# Adoption Pay and the self employed.



## Anotherusername (Nov 1, 2017)

I have recently found out that as a self employed person I am unable to claim adoption allowance however I am eligible for maternity allowance. I have found this ludicrous and unfair so I started a petition. If you fancy signing and sharing this I would be very grateful as it would be great to take this issue to Parliament.

Thanks in advance
https://petition.parliament.uk/petitions/203061


----------



## ivyf (Sep 29, 2011)

Signed sounds wrong well done for doing something about it.


----------



## Turia (Feb 2, 2013)

Also signed x


----------



## Northern (Sep 26, 2015)

Signed - this doesn't seem right at all!


----------



## Cloudy (Jan 26, 2012)

Shocking. Have you contacted your MP? Sometimes they are useful (sometimes not!)

Xxx


----------



## Forgetmenot (Jun 22, 2010)

As second time adopters, I am not entitled to adoption allowance, due to supply teaching,
Zero hours contract.  Would get maternity allowance.  Seems wrong. MP useless but said was being looked at but will take ages to go through..... looks like someone for got it!
Surly discrimination right?!
Made me so mad xx


----------



## CopperBird (Jan 10, 2016)

That's awful, I'm not in the adoption process or self employed but I have signed your petition. 

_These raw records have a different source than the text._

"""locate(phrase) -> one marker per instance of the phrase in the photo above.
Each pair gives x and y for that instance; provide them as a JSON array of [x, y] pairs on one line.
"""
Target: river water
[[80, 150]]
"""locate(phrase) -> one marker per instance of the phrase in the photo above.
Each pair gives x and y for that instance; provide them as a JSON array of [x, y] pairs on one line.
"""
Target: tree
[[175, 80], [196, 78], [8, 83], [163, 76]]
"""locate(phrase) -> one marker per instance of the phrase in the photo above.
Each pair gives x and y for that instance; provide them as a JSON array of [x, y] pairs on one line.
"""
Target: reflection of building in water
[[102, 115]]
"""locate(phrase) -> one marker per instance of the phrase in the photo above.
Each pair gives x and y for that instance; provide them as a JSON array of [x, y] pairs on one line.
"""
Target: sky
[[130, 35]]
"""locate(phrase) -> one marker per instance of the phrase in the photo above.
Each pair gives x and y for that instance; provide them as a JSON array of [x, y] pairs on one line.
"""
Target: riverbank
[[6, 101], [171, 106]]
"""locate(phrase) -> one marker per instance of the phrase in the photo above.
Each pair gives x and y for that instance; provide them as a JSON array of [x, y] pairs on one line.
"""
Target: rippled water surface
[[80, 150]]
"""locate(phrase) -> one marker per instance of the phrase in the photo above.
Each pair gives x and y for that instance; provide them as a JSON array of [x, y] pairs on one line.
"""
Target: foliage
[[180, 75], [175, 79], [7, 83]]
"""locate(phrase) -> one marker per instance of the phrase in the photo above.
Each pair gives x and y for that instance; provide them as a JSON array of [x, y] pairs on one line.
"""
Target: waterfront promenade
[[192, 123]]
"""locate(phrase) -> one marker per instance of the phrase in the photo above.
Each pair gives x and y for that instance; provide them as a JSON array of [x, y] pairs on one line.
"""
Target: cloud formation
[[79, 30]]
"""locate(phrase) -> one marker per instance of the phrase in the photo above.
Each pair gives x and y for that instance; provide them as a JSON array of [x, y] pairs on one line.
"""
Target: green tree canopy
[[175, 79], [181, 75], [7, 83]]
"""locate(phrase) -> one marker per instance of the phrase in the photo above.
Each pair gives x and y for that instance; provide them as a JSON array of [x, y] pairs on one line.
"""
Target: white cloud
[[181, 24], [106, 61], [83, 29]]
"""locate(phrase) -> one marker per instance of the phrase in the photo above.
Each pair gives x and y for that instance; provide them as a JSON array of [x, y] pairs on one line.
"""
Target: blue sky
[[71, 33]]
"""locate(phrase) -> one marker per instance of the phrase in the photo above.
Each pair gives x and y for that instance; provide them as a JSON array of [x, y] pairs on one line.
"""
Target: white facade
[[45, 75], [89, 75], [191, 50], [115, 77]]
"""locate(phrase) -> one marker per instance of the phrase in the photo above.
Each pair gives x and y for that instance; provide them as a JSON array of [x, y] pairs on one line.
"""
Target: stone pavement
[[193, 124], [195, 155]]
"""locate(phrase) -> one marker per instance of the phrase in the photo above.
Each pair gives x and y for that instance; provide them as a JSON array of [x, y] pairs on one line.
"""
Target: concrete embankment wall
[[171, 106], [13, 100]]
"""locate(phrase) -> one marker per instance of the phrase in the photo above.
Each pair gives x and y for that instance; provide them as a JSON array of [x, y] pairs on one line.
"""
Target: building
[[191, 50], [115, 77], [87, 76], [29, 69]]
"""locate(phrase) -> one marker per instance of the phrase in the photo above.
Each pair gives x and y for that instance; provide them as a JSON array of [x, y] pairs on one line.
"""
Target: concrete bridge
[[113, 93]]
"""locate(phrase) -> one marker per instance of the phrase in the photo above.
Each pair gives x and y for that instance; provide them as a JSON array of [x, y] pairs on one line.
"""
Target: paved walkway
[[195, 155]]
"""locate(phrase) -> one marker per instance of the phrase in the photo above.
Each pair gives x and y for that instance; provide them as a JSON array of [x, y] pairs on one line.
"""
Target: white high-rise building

Infertility and adoption seemed to be the only things still descrimated against in the UK. There's protection for pretty much everything else.


----------



## donnamoff (Jan 1, 2011)

I have been told as I’m self employed that I would not get maternity pay or adoption pay ? Where did you find out you get maternity pay ?


----------



## MissMayhem (Feb 24, 2013)

Signed and shared, I would share it on ******** if I were you, probably get a lot more signatures then. Ludicrous ruling.


----------



## kat2121 (Jun 8, 2014)

Not right signed


----------